Dockerised and prepared with .env

2025-12-05 22:09:44 +01:00
parent a3b13c5fe6
commit 257e4c2062
6 changed files with 476 additions and 110 deletions
--- a/.env.example
+++ b/.env.example
@@ -0,0 +1,32 @@
+# Thinkcentre Monitor Configuration
+# Copy this file to .env and fill in your actual values
+
+# Target URL to monitor for health checks
+# This is the service URL that will be checked every CHECK_INTERVAL seconds
+TARGET_URL=http://kubernetes-service:8080
+
+# Home Assistant configuration
+# HA_URL: Base URL of your Home Assistant instance
+# Example: http://homeassistant:8123 or http://192.168.1.100:8123
+HA_URL=http://homeassistant:8123
+
+# HA_TOKEN: Long-lived access token from Home Assistant
+# To generate: Home Assistant Settings → Developer Tools → Long-Lived Access Tokens
+# REQUIRED - the script will exit if this is not set
+HA_TOKEN=eyJhbGciOiJIUzI1NiIsInR5cCI6IkpXVCJ9.eyJpc3MiOiI5MGUzZjBmZTYwMjc0NWU0YTAwOTdiOTk2MjY1MzU2YyIsImlhdCI6MTczMzQwMjEwMiwiZXhwIjoyMDQ4NzYyMTAyfQ.example_token_replace_with_yours
+
+# HA_ENTITY: Home Assistant entity ID for the power switch
+# This is the switch entity that will be toggled to power-cycle the machine
+# Example: switch.thinkcentre_power or switch.machine_reboot_relay
+HA_ENTITY=switch.thinkcentre_power
+
+# Grace period in seconds
+# When a 502 error is detected, the system waits this long for recovery
+# (useful for deployment scenarios where services may temporarily be unavailable)

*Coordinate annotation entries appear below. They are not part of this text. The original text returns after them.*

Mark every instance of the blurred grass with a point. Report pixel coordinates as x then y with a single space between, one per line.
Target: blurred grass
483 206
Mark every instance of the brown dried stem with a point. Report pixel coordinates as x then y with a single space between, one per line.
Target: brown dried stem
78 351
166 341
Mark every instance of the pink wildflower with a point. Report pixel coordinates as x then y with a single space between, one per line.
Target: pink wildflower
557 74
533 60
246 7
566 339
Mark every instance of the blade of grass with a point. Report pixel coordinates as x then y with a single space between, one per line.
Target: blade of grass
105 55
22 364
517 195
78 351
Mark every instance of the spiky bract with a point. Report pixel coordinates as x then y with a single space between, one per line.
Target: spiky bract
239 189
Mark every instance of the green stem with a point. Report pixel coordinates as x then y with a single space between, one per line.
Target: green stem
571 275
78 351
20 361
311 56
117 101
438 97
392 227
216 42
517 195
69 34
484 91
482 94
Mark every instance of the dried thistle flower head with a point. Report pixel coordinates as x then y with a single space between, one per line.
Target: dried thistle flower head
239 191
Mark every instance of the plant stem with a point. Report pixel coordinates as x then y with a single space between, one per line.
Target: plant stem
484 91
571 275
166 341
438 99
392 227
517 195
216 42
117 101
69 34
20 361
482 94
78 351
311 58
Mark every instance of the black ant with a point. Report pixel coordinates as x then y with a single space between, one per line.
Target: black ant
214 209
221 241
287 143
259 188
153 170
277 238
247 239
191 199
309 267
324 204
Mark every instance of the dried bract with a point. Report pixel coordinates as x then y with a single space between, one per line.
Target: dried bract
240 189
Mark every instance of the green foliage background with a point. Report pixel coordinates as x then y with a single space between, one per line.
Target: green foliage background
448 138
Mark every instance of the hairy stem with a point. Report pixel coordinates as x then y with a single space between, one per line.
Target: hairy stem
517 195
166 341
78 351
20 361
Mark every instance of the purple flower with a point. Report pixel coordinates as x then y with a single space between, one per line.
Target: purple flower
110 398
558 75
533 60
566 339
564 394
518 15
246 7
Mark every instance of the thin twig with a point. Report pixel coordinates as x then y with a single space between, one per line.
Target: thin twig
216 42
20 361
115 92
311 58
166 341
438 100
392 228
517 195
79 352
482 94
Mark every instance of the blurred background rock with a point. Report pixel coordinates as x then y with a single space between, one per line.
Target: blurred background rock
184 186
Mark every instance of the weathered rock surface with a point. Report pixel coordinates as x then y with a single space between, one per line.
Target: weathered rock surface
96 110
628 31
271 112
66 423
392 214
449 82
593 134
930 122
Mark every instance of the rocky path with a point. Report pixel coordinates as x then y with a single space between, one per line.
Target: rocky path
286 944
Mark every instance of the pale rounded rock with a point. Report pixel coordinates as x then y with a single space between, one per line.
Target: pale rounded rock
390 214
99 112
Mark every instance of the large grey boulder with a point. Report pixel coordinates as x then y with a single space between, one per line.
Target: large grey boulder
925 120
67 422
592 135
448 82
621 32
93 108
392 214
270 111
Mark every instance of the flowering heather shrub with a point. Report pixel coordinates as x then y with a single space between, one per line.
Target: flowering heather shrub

+# Default: 300 (5 minutes)
+GRACE_PERIOD=300
+
+# Health check interval in seconds
+# How frequently to check the target URL
+# Default: 30 seconds
+CHECK_INTERVAL=30
--- a/22
+++ b/22
@@ -0,0 +1,22 @@
+FROM alpine:latest
+
+# Install required dependencies
+RUN apk add --no-cache \
+    bash \
+    curl \
+    ca-certificates
+
+# Create application directory
+WORKDIR /app
+
+# Copy monitoring script
+COPY thinkcenter_monitor.sh /app/thinkcenter_monitor.sh
+
+# Create log directory
+RUN mkdir -p /var/log
+
+# Make script executable
+RUN chmod +x /app/thinkcenter_monitor.sh
+
+# Set the entrypoint
+CMD ["/app/thinkcenter_monitor.sh"]
--- a/README.md
+++ b/README.md
@@ -1,3 +1,242 @@
-# Thinkcentre-watchdog
+# Thinkcentre Watchdog

-A watchdog daemon for my thinkcentre machines which tend to hang.
+A Docker-based monitoring solution for detecting and auto-rebooting hung Kubernetes machines via Home Assistant integration.
+
+## Overview
+
+This watchdog monitors a target service URL for 502 Bad Gateway errors (indicating a hung machine). When a service fails:
+
+1. A 5-minute grace period begins (allowing for deployment recoveries)
+2. If the service recovers within 5 minutes, the error is cleared (normal deployment scenario)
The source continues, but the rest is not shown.